C’est une période méconnue de ce long Moyen Âge que nous propose d’explorer la nouvelle exposition de l’Hôtel départemental du Var. Comme à son habitude, l’institution aborde avec brio une thématique de l’ombre : l’histoire des petits-fils du flamboyant Charlemagne, ces Carolingiens des IXe et Xe siècles ainsi mis en lumière. Au fil de 150 pièces, se tournent alors les pages d’une Renaissance carolingienne cosmopolite. Parcours en images et en mots avec Isabelle Bardiès‐Fronty, conservatrice générale du patrimoine au musée national du Moyen Âge – musée de Cluny et commissaire de l’exposition.
Propos recueillis par Éléonore Fournié.
Pourquoi avoir organisé cette exposition ?
Cela correspond à une commande, dans le cadre de la politique engagée du département du Var, de proposer des expositions ambitieuses et pour autant grand public. Ses responsables ont souhaité organiser un événement sur la Lotharingie, territoire méconnu et qui n’a jamais fait l’objet d’exposition – et rarement de publication ! Nous traitons ainsi la période qui suit le règne de celui qui, depuis des siècles, prend toute la lumière, Charlemagne. À sa mort puis après celle de son fils Louis le Pieux, l’empire, conformément à la tradition carolingienne, est partagé entre les trois fils de ce dernier lors du traité de Verdun en 843.
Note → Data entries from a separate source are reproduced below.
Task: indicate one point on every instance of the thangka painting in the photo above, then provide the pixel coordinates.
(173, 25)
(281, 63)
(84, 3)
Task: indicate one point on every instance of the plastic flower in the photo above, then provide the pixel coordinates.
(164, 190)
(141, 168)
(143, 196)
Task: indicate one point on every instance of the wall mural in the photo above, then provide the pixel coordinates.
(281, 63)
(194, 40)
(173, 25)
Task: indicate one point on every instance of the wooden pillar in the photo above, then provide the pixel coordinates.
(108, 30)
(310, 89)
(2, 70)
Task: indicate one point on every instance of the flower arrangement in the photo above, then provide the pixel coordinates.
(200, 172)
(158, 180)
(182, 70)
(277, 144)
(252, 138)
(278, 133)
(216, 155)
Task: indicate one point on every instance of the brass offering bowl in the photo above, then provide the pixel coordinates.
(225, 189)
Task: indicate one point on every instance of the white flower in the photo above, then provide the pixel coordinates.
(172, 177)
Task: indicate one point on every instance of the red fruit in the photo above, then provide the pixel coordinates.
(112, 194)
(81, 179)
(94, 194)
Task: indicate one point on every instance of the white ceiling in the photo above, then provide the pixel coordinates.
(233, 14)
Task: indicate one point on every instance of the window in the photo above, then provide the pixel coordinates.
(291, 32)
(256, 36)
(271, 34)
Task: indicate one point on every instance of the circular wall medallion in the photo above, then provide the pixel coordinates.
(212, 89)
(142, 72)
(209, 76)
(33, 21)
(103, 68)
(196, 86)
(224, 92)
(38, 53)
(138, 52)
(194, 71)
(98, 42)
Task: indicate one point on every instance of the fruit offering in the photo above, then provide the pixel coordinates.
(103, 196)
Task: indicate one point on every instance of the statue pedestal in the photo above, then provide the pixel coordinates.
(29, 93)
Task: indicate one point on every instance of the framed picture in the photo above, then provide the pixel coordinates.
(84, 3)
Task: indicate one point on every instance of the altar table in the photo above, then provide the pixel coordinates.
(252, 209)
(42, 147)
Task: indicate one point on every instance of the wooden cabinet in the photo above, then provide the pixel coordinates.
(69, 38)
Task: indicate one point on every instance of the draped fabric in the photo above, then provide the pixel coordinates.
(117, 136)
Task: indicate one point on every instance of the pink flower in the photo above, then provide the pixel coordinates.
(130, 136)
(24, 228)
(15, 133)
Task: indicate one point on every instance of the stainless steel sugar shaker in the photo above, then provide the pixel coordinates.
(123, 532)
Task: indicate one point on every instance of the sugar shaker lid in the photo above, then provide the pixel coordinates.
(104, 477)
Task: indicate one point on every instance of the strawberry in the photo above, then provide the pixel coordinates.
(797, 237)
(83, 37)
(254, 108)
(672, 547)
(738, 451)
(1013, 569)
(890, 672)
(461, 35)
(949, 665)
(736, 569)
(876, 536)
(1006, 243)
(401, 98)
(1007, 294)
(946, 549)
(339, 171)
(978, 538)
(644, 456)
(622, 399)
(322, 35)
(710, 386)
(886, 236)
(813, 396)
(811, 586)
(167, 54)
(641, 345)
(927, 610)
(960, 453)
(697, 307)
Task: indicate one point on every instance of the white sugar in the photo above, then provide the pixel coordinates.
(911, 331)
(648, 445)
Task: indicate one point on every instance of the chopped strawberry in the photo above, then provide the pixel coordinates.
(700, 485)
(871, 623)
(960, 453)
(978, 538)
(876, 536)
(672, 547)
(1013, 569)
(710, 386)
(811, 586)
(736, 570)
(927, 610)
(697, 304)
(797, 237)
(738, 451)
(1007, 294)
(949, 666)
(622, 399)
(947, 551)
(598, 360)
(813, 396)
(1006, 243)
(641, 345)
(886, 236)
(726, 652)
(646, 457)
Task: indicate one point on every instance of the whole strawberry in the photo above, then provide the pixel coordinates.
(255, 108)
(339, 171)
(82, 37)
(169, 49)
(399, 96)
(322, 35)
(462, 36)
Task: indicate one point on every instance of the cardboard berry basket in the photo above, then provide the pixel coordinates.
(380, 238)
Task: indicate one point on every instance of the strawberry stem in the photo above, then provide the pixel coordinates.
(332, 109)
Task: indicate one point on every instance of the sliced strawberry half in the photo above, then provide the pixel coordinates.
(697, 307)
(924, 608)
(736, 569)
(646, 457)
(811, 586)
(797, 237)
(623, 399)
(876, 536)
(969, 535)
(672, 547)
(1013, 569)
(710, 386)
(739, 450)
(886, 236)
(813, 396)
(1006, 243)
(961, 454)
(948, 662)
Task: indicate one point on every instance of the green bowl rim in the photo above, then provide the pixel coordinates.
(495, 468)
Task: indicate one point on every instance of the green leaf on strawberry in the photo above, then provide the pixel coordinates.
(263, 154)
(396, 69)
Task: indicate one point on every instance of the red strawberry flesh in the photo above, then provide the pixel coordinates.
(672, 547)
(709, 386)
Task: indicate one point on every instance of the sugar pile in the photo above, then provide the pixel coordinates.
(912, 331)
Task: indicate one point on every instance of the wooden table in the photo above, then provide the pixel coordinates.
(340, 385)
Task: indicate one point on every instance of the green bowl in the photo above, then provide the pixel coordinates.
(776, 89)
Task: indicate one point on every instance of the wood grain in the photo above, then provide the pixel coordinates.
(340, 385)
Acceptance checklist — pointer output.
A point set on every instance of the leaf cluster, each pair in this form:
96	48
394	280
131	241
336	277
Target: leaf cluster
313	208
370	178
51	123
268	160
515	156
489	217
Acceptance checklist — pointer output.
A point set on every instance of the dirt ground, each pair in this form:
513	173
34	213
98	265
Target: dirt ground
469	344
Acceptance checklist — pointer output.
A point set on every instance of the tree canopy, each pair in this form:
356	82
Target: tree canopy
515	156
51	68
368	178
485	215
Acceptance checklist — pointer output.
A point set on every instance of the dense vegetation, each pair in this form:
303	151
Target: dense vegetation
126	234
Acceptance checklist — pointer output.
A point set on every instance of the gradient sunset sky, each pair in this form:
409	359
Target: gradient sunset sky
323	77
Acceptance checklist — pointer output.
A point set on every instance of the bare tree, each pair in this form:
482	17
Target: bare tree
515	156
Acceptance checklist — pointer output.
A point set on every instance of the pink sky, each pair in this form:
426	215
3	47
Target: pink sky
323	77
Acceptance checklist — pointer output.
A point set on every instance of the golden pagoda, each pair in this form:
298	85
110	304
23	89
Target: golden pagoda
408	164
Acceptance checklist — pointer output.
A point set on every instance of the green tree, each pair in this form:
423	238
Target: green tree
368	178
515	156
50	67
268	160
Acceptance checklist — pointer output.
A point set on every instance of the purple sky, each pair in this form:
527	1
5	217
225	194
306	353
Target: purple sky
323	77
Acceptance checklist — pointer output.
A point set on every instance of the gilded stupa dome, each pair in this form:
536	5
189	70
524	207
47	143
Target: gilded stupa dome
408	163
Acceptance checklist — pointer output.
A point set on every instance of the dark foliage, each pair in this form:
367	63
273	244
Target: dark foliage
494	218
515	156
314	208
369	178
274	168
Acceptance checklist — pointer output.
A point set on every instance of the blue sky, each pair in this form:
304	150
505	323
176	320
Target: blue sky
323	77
Qu’entend‐on par Lotharingie ?
Lors du traité de Verdun, le premier fils de Louis le Pieux, Lothaire Ier (795-855), hérite d’une grande bande de terres verticale, au milieu de l’empire de son grand-père, qui va de la mer du Nord à la Provence actuelle en passant par la Meuse, le Rhin et le Rhône. Elle inclut Aix-la-Chapelle, Liège et Metz, points névralgiques de l’empire carolingien ; fils aîné, il récupère par la même occasion le titre d’empereur. Mais ce territoire va rétrécir au fil des décennies jusqu’à se contenir dans ce qui est peu ou prou la Lorraine actuelle ; en effet, Lothaire Ier meurt beaucoup plus tôt que ses deux frères, Louis le Germanique (805-876) et Charles le Chauve (823-877). Ces derniers ne vont cesser de vouloir récupérer ces terres centrales, au détriment de leurs neveux, Lothaire II (835-869), qui a hérité des régions septentrionales, Louis II dit d’Italie (825-875), qui règne sur un grand nord de cette péninsule, et Charles de Provence (845-863), sur les régions méridionales de la parcelle de leur père. Pour revenir au terme de Lotharingie, il qualifie le royaume de Lothaire II mais a été créé par les historiens, une fois que ce territoire n’existait plus, et a été divisé entre les héritiers de Lothaire II… et ses oncles ! Raconter l’histoire de ce territoire nous permet surtout de dévoiler l’exceptionnelle richesse de l’art carolingien, puisque celui-ci transcende les frontières entre les royaumes et garde une fidélité à l’esthétique du Palais de Charlemagne.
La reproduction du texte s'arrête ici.